Example: And Statements (2 of 2)

  • Statement set

    • b. "The capital of France is Paris and the capital of America is Madrid." -> The first is true; the second is false; their conjunction is false.

n An inclusive or and an exclusive or

  • Inclusive or means “either or both.”

  • Exclusive or means “one or the other, but not both.”

  • In logic, or is typically interpreted as inclusive unless specified otherwise.

The Logic of Or (Disjunctions)

  • Given p and q, the disjunction p \lor q is true unless both p and q are false.

  • Example: Smart Cows? Airplanes can fly or cows can read.

    • Propositions: (1) airplanes can fly (true), (2) cows can read (false).

    • Since at least one is true, p \lor q is true.

A statement of the form if p, then q (Conditional propositions)

  • Definition

    • A conditional is true unless p is true and q is false.

  • Components

    • Hypothesis: p

    • Conclusion: q

  • Common alternative phrasings

    • p \rightarrow q is equivalent to saying: "q is necessary for p" and/exchangeable forms such as "q if p" and "whenever p, q".

Converse, Inverse, Contrapositive (Variations on the Conditional)

  • Given the base form: If it is raining, then I will bring an umbrella to work.

    • Converse: If I bring an umbrella to work, then it must be raining. q \rightarrow p

    • Inverse: If it is not raining, then I will not bring an umbrella to work. \neg p \rightarrow \neg q

    • Contrapositive: If I do not bring an umbrella to work, then it must not be raining. \neg q \rightarrow \neg p

  • Summary

    • p is the hypothesis; q is the conclusion.

    • Variations show different truth-value relationships between the pair (p, q).

Two statements are logically equivalent

  • Definition

    • Two statements are logically equivalent if they share the same truth values under all interpretations.

  • Term used: logical equivalence.

  • Key point in implications: a statement and its contrapositive are logically equivalent; the contrapositive has the same truth value as the original.

Example: Logical Equivalence (1 of 3)

  • Original statement: If a creature is a whale, then it is a mammal.

    • Let p: "a creature is a whale" and q: "a creature is a mammal."

  • Converse: q \rightarrow p → "If a creature is a mammal, then it is a whale." This is false because most mammals are not whales.

  • Determine logical equivalence between original and converse/inverse/contrapositive as discussed below.

Example: Logical Equivalence (2 of 3)

  • Inverse: \neg p \rightarrow \neg q → "If a creature is not a whale, then it is not a mammal." This is also false; e.g., dogs are not whales but are mammals.

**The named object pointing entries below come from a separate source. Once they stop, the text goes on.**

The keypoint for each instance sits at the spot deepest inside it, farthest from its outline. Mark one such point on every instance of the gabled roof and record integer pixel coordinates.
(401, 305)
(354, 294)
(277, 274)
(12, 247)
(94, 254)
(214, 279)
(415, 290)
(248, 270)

  • Contrapositive: \neg q \rightarrow \neg p → "If a creature is not a mammal, then it is not a whale." This is true, because all whales are mammals.

Example: Logical Equivalence (3 of 3)

  • Note

    • The original proposition and its contrapositive have the same truth value and are logically equivalent.

    • Similarly, the converse and inverse have the same truth value and are logically equivalent.

Connections to the material

  • Propositions, truth values, and logical connectives form the basis of evaluating logical structure.

  • Understanding negation, double negation, and the effects of phrasing (e.g., words like 'unlikely' or 'no' in a sentence) is crucial for proper logical analysis and interpretation of statements.

  • Logical equivalence explains why certain forms (contrapositive, and converses/inverses in some pairs) share truth values, which is essential for logical reasoning and proving statements.

Quick reference of key formulas

  • Negation: \neg p

  • Double negation: \neg(\neg p) \equiv p

  • Conjunction: p \land q

  • Disjunction (inclusive): p \lor q

  • Conditional: p \rightarrow q

  • Converse: q \rightarrow p

  • Inverse: \neg p \rightarrow \neg q

  • Contrapositive: \neg q \rightarrow \neg p

  • Logical equivalence: two statements have the same truth values; original and contrapositive are equivalent; converse and inverse are equivalent.